Data Mesh Governance / Policies / Discoverability / Data Catalog
AWS Glue Data Catalog as Data Catalog for Data Products
Category: Discoverability
Platform: AWS
Context
We use AWS S3 as Storage for Data Products and AWS Athena as Query Engine.
Athena already forces us to define table structure in the metastore AWS Glue Data Catalog.
How can we register data products in a central place for other teams to discover and understand data products?
Decision
We use AWS Glue Data Catalog as catalog for data products.
We use a central AWS governance account that hosts the data catalog that links to data that lives in domain team’s AWS account.
Consequences
- One AWS accounts has exactly one AWS Glue Data Catalog
- One Data Catalog can contain multiple databases
- One database can contain multiple tables
- A table refers to an S3 data store that lives in a domain team’s AWS account
- The AWS Glue Data Catalog is basically a Hive Metastore, with all its limitations
- Only data products that live inside AWS cloud and are supported by the AWS Glue Data Catalog can be indexed.

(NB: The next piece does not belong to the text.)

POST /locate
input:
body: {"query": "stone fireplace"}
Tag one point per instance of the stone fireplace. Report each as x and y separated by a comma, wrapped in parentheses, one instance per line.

- Databases and tables defined in AWS Glue Data Catalog are also available in AWS Lake Formation for further data governance capabilities
- AWS Glue Data Catalog search capabilities are limited, e.g. cannot search for tables tagged with a specific property, such as
dataproduct=true
- An AWS Glue API is available for further automation
Considered Alternatives
- A third party data catalog
- A Wiki page listing data products
Automation
- Use AWS EventBridge to propagate catalog entries, resources and permissions to the central governance account.